Piper presented two further broadcasts before talks producer Mary Adams must have decided that a different approach was called for. London Galleries 4 on Wednesday 10 March 1937, was a discussion on the state of modern ceramics with studio potter and Seven and Five Society member William Staite Murray. As Wikipedia informs us:

He rejected any need for functionality in his work, regarding his pots as pure art and giving them individual titles. In this respect, he was at variance with Bernard Leach and his followers, for whom functionality was a key tenet. Murray’s aim was to raise the profile and reputation of pottery to a level where it would be regarded as equal to painting and sculpture.

A fortnight later, Wednesday 24 March 1937, Piper presented London Galleries – Young Artists and Their Work, which showcased the creations of John R. Biggs, J.D. Denney, Margaret Kaye, Evelyn Brooks and Elizabeth Stephen. According to The History of Arts Education in Brighton website:

John Biggs was an educator and prolific illustrator and author, writing more than twenty books on various aspects of illustration, lettering, typography and calligraphy. He was Head of Graphic Design at Brighton from 1951 to 1974… During the 1930s Biggs was also employed by companies such as the highly design conscious Orient Line run by Kenneth Anderson.

Of the others, Denney and Stephen appear not to have left any traces of their practice, at least online today, but after the war Margaret Kaye was recognised as a significant stained glass and textile artist, and Evelyn Brooks created designs for Heal’s.

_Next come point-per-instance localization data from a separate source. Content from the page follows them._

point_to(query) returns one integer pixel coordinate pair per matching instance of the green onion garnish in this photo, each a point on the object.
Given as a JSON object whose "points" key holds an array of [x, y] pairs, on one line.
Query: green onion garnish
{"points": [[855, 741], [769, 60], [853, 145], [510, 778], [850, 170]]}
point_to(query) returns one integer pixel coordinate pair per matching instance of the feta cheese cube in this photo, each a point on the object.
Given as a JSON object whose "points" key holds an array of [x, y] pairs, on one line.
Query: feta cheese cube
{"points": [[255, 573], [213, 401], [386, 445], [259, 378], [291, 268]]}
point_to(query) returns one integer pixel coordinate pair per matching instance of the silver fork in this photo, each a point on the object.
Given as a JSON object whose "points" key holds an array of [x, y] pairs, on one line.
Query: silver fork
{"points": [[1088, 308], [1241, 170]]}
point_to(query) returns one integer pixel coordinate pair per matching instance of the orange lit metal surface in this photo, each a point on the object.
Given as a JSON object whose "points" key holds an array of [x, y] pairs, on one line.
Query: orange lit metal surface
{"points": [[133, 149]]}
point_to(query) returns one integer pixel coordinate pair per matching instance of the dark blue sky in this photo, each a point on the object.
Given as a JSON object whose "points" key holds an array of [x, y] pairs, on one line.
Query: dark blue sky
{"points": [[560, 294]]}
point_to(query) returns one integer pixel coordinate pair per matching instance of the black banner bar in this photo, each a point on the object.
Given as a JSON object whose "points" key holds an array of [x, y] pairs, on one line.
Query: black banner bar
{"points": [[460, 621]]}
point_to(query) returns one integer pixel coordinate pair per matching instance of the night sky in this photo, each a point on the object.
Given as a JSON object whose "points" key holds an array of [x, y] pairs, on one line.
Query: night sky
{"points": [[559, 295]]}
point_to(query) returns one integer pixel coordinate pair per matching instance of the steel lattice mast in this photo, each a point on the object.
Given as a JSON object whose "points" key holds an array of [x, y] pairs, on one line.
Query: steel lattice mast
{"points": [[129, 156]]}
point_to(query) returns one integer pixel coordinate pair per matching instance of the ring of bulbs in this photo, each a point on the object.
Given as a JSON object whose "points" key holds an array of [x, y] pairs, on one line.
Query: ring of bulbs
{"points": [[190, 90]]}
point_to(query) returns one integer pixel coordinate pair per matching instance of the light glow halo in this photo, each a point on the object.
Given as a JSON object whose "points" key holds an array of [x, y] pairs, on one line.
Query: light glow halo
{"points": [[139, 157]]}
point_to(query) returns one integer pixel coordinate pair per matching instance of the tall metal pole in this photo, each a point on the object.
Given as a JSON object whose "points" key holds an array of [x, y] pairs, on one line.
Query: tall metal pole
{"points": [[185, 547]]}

Following the transmission towards the end of March, artists showing in London galleries were integrated elsewhere in the schedule, notably in Picture Page, and John Piper went on make other kinds of transmissions from AP. But remarkably we have moving image archive of him in this early role showing off borrowed artworks from the art market of the day.

In early May, producer Dallas Bower persuaded Piper to re-stage a version of his London Galleries broadcasts for the BBC Television Demonstration Film that he shot on 35mm. This aimed to reproduce the style of early television broadcasts, but because it was made on film, for showing every morning from June so that television retailers had something to show to potential customers, this has survived.

The 90-second clip, from which the screengrab above comes, shows off Piper’s confident but somewhat flat delivery, and is a precious trace from this lost world. It begins with a wide shot of the studio, with the artist addressing the camera:

‘I believe what sound broadcasting has done for music, television may do for painting and sculpture. In the past few months I’ve been taking works from the London galleries to the Alexandra Palace and commenting on them and showing them.

[Shot change to Piper close-up (CU)] ‘In the comments I’ve made I’ve tried to be impartial but I’ve kept in mind the high percentage of so-called modern art always to be seen in London galleries nowadays.

[Shot change to Gainsborough] ‘This is a painting, a landscape, by the English master Thomas Gainsborough, from the Agnew collection. It’s an example of Gainsborough’s early style, before he went to Bath…

[Shot change to Piper CU] … and executed his famous portraits. And this is a masterpiece of another kind.

[Shot change to Picasso] ‘It’s a contemporary painting by a Spanish artist whose work, although he’s over fifty, his reputation is enormous [inaudible] His name is Picasso. This picture is very intense in colour and very lovely, I think quite as lovely as the Gainsborough in its own way.

[Shot change to Piper CU] ‘And finally this is a carving by the young English sculptor Henry Moore.

[Shot change to figure with Piper behind] ‘It’s a carving in wood. [Piper runs a finger along its back]

[Shot change to wide] ‘Moore is a Yorkshire man in his thirties and he has a rapidly rising reputation among critics and connoisseurs.’